Research: Genetic or nutritional deficiencies in folate/one carbon metabolism cause hyperhomocysteinemia (HHcy) and induce abnormalities in many organs, leading to cardiovascular (CVD) and neurodegenerative diseases, including Alzheimer's (AD). Our main goal is to elucidate mechanisms by which dysregulation of one carbon/Hcy metabolism leads to disease. We found that Hcy is metabolized to the chemically reactive thioester Hcy-thiolactone as a result of an error-editing reaction in protein synthesis catalyzed by methionyl-tRNA synthetase. We also found that Hcy-thiolactone readily modifies protein lysine amino groups to form stable isopeptide bonds (KHcy-protein). This modification alters protein structure/function, causes protein damage, and generates proteins with pro-inflammatory, pro-atherogenic, pro-thrombotic proteins, and pro-amyloid properties. We identified a novel metabolite, KHcy-Lys isopeptide, as a product of proteolytic turnover of KHcy-protein in humans and mice. Recently, in a randomized controlled clinical trial, we found that elevated Hcy-thiolactone is a predictor of acute myocardial infarction in patients with coronary artery disease. We discovered protective mechanisms against Hcy-thiolactone toxicity: hydrolysis by extracellular paraoxonase 1 (PON1) carried in the blood on high-density lipoproteins (HDL, good cholesterol) and by intracellular bleomycin hydrolase in tissues, and urinary elimination by the kidney. Recently we found the third enzyme, BPHL, hydrolyzes Hcy-thiolactone in mice. We also found that PON1 deficiency induces pro-oxidative changes in plasma proteomes, which are exacerbated by HHcy in Pon1-/-mice.

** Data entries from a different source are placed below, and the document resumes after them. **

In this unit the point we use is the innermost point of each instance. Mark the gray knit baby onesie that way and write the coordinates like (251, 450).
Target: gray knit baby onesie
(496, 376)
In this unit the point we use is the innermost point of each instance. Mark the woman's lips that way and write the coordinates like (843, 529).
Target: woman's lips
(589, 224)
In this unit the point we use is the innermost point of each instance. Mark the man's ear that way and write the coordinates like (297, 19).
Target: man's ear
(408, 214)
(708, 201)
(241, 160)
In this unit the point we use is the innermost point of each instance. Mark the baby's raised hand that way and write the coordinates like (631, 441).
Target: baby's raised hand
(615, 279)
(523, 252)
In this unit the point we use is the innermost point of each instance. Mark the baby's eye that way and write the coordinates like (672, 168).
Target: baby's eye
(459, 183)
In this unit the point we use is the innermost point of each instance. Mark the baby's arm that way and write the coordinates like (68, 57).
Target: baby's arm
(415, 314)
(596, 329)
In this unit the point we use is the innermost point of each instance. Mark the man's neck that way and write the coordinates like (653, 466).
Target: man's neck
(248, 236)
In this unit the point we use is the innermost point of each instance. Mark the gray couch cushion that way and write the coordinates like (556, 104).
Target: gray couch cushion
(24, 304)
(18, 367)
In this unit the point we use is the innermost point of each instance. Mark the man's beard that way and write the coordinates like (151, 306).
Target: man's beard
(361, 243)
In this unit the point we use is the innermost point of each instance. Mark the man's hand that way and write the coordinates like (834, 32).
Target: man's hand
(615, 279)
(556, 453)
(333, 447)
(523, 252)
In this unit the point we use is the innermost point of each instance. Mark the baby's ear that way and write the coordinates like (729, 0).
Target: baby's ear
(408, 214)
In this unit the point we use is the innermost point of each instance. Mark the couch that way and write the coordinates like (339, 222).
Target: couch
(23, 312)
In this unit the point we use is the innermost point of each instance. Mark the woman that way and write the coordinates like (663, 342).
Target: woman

We are testing a hypothesis that Hcy-thiolactone and KHcy-protein contribute to CVD and AD. We found that Hcy-thiolactone and KHcy-protein are greatly elevated in genetic or nutritional disorders in Hcy (CBS deficiency) or folate metabolism (MTHFR or PCFT deficiency), that modification with Hcy-thiolactone affects protein structure and physiological activity, and that an autoimmune response to KHcy-protein is associated with stroke and coronary artery disease, and that elevated anti-N-Hcy autoantibodies predict worse cognitive outcomes in individuals with mild cognitive impairment. We also found that HHcy in Cbs-/- mice activates mTORC1 signaling and inhibits autophagy in their brains, which cases accumulation of amyloid beta aggregates and neurodegeneration.
Current research: (1) Homocysteine-thiolactone metabolizing enzymes in Alzheimer's disease. (2) Sulfur amino acids, elements, and blood clotting in CVD and stroke. (3) Homocysteine metabolites, microRNA, histone demethylase PHF8, and H4K20me1 in epigenetic control of mTOR signaling and autophagy in human endothelial cells and mouse models.